Future of computing at the Large Hadron Collider
Dhananjay Saikumar

TL;DR
This paper reviews computing challenges at the LHC, explores various architectures for data processing, and introduces new algorithms optimized for multi-core processors like GPUs and IPUs to address future data and power demands.
Contribution
It provides an overview of computing techniques in LHCb and introduces three new event reconstruction algorithms optimized for modern multi-core architectures.
Findings
GPUs and IPUs outperform CPUs for HEP tasks
New algorithms show improved processing efficiency
Multi-core architectures are essential for future HEP computing
Abstract
High energy physics (HEP) experiments at the LHC generate data at a rate of Terabits per second. This data rate is expected to exponentially increase as experiments will be upgraded in the future to achieve higher collision energies.
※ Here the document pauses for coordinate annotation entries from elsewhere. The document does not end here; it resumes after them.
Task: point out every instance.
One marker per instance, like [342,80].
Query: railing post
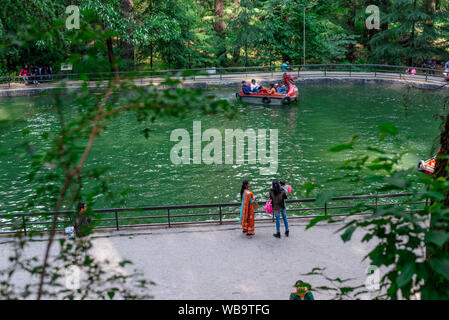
[24,225]
[116,221]
[168,216]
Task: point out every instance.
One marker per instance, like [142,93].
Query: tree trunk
[219,28]
[127,48]
[151,43]
[431,9]
[237,48]
[351,24]
[111,57]
[412,37]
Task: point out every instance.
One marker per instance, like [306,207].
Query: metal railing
[113,218]
[238,73]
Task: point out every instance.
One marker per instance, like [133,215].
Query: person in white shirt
[255,86]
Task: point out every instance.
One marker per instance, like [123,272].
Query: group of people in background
[254,87]
[277,197]
[33,73]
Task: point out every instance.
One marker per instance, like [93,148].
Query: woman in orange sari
[247,209]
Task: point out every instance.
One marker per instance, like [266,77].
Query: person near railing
[25,73]
[411,70]
[81,221]
[432,65]
[278,196]
[46,73]
[285,66]
[287,190]
[247,209]
[301,292]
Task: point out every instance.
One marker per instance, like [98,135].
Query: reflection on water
[324,117]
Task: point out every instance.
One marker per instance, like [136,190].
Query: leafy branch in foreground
[411,237]
[61,179]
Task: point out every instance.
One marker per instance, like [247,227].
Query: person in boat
[301,292]
[287,190]
[25,72]
[411,70]
[247,209]
[271,90]
[282,89]
[246,88]
[255,86]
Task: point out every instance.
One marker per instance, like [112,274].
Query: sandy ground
[219,262]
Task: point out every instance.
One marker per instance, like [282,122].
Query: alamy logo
[373,21]
[73,20]
[212,152]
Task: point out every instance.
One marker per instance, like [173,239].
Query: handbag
[268,207]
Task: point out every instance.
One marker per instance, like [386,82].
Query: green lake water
[326,115]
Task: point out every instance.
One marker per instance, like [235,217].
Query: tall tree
[219,28]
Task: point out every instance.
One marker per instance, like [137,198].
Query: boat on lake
[277,99]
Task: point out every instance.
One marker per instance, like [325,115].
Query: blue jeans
[278,219]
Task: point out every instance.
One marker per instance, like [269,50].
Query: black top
[277,200]
[81,225]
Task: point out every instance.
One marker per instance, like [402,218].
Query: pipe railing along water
[24,222]
[309,70]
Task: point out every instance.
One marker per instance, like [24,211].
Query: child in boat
[282,89]
[255,86]
[246,88]
[272,90]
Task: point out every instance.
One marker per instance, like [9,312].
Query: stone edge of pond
[233,83]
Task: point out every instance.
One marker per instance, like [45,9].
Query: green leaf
[438,237]
[346,236]
[441,266]
[406,274]
[111,294]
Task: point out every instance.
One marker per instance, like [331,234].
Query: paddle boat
[428,166]
[276,98]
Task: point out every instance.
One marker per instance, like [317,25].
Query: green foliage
[61,177]
[410,242]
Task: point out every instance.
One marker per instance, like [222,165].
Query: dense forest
[156,34]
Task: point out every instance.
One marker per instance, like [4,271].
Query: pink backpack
[268,208]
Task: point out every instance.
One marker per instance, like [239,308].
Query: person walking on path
[284,211]
[81,221]
[278,196]
[247,209]
[301,292]
[285,66]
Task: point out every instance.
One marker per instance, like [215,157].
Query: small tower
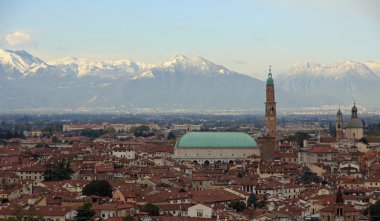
[270,107]
[339,125]
[354,126]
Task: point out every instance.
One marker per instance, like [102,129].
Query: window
[199,213]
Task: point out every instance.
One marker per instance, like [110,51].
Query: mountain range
[181,83]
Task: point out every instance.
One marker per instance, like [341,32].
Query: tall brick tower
[267,143]
[270,107]
[339,125]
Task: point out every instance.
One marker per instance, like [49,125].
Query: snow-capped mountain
[181,82]
[103,69]
[339,82]
[20,62]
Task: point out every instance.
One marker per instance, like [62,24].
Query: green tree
[239,206]
[85,213]
[363,140]
[111,130]
[58,171]
[55,139]
[93,134]
[98,188]
[251,199]
[309,177]
[152,209]
[373,211]
[141,131]
[171,136]
[298,137]
[128,218]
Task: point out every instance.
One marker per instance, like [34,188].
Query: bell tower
[270,107]
[339,125]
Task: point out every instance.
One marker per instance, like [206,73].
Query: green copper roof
[339,113]
[216,140]
[354,123]
[270,81]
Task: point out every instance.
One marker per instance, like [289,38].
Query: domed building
[355,126]
[210,147]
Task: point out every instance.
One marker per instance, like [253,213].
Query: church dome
[233,140]
[339,113]
[270,80]
[354,123]
[354,109]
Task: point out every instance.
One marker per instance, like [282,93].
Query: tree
[373,211]
[171,136]
[239,206]
[55,139]
[298,137]
[98,188]
[128,218]
[309,177]
[251,199]
[58,171]
[363,140]
[111,130]
[141,131]
[85,213]
[93,134]
[152,209]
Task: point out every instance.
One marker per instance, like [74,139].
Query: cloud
[240,62]
[19,38]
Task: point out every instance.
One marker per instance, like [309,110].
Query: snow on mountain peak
[21,61]
[333,69]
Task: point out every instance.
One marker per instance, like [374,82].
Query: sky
[244,36]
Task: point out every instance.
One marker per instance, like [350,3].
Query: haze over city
[198,110]
[244,36]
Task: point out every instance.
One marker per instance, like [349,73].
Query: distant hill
[192,84]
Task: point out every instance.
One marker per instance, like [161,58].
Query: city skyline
[243,36]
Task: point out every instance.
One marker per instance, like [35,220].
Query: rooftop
[216,140]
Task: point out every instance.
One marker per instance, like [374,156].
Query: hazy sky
[244,36]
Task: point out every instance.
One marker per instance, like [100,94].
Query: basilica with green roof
[354,129]
[211,147]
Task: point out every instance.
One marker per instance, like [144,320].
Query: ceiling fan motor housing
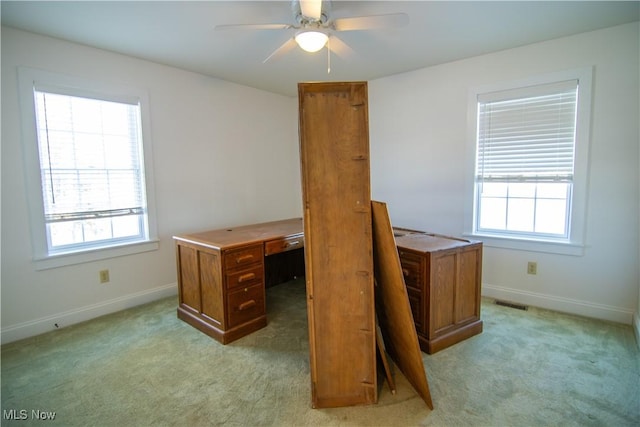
[303,21]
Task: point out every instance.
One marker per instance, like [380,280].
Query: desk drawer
[243,256]
[246,304]
[245,277]
[285,244]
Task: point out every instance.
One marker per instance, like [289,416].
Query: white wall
[418,142]
[224,154]
[211,139]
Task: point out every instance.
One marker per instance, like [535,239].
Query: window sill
[63,260]
[531,245]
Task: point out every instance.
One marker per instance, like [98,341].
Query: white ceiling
[181,33]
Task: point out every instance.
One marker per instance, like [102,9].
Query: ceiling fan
[315,27]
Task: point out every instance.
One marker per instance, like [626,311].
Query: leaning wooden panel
[334,151]
[392,304]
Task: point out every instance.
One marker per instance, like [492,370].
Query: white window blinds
[527,134]
[91,168]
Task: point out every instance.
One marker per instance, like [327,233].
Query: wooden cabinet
[334,152]
[222,275]
[443,279]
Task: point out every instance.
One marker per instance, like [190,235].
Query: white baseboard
[565,305]
[47,324]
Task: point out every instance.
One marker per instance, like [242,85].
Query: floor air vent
[512,305]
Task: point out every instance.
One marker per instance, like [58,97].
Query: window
[89,154]
[530,161]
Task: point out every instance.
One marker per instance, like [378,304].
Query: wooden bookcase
[334,152]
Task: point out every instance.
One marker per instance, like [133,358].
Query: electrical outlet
[104,276]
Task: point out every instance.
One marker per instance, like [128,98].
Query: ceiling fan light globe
[311,41]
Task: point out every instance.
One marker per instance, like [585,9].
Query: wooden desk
[222,276]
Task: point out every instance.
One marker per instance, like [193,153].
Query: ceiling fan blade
[253,27]
[373,22]
[283,49]
[340,48]
[311,8]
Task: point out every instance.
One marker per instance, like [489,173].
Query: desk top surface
[227,238]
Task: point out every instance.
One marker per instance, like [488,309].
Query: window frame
[575,242]
[30,78]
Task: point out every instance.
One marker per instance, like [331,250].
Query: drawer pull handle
[244,258]
[245,277]
[247,304]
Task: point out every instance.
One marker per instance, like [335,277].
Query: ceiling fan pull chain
[329,56]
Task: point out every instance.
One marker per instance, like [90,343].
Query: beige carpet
[145,367]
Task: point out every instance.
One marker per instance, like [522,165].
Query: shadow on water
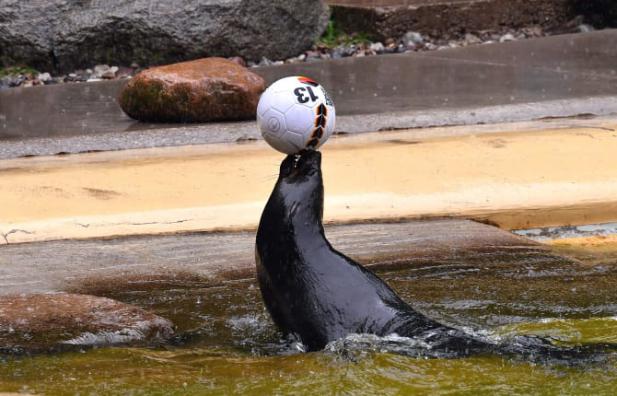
[229,344]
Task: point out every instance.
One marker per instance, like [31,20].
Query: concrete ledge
[514,180]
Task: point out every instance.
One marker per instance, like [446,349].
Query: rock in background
[46,322]
[211,89]
[69,34]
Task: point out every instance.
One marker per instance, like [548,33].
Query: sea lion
[316,292]
[319,294]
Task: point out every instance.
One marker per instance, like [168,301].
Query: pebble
[44,77]
[507,37]
[109,73]
[584,28]
[471,39]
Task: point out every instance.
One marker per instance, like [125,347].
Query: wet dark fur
[319,294]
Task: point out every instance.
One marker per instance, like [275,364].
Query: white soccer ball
[295,113]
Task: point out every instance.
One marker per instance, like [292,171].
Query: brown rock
[210,89]
[42,322]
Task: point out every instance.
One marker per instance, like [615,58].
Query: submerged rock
[43,322]
[70,34]
[210,89]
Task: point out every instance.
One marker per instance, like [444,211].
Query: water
[231,346]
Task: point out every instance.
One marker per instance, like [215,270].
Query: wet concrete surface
[98,265]
[389,91]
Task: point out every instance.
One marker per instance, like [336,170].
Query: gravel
[409,42]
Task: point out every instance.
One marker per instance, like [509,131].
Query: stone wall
[68,34]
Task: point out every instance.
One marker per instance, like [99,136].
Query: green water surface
[235,349]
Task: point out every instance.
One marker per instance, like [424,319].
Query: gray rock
[377,48]
[44,77]
[70,34]
[45,322]
[99,70]
[412,39]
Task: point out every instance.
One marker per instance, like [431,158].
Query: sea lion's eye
[296,160]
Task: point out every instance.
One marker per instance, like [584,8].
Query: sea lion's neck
[303,209]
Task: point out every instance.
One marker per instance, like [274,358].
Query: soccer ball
[295,113]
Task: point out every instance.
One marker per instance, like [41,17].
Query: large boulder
[67,34]
[211,89]
[46,322]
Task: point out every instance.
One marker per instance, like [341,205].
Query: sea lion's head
[301,168]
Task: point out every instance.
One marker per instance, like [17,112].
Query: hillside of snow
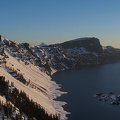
[40,88]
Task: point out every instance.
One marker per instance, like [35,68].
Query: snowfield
[48,89]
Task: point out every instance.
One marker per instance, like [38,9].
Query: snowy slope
[39,79]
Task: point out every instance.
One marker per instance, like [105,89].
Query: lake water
[81,86]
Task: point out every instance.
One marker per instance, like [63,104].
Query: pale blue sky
[54,21]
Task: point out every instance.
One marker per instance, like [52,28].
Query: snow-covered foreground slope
[48,90]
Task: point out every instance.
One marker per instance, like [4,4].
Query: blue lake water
[81,86]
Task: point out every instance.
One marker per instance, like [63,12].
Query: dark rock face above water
[72,54]
[91,44]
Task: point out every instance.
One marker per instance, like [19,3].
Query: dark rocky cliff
[91,44]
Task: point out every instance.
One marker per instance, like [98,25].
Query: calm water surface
[82,84]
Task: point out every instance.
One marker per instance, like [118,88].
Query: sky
[56,21]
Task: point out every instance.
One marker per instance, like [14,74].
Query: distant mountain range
[28,68]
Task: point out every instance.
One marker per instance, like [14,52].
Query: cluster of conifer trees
[23,103]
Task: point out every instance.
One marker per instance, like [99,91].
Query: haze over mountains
[29,69]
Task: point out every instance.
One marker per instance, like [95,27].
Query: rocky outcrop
[91,44]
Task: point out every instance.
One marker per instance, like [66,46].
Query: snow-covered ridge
[38,79]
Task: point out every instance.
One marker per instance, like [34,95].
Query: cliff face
[91,44]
The increasing size of particle physics datasets combined with the plateauing single-core CPU performance is expected to create a four-fold shortage in computing power by 2030. This makes it necessary to investigate alternate computing architectures to cope with the next generation of HEP experiments. This study provides an overview of different computing techniques used in the LHCb experiment (trigger, track reconstruction, vertex reconstruction, particle identification). Furthermore, this research led to the creation of three event reconstruction algorithms for the LHCb experiment. These algorithms are benchmarked on various computing…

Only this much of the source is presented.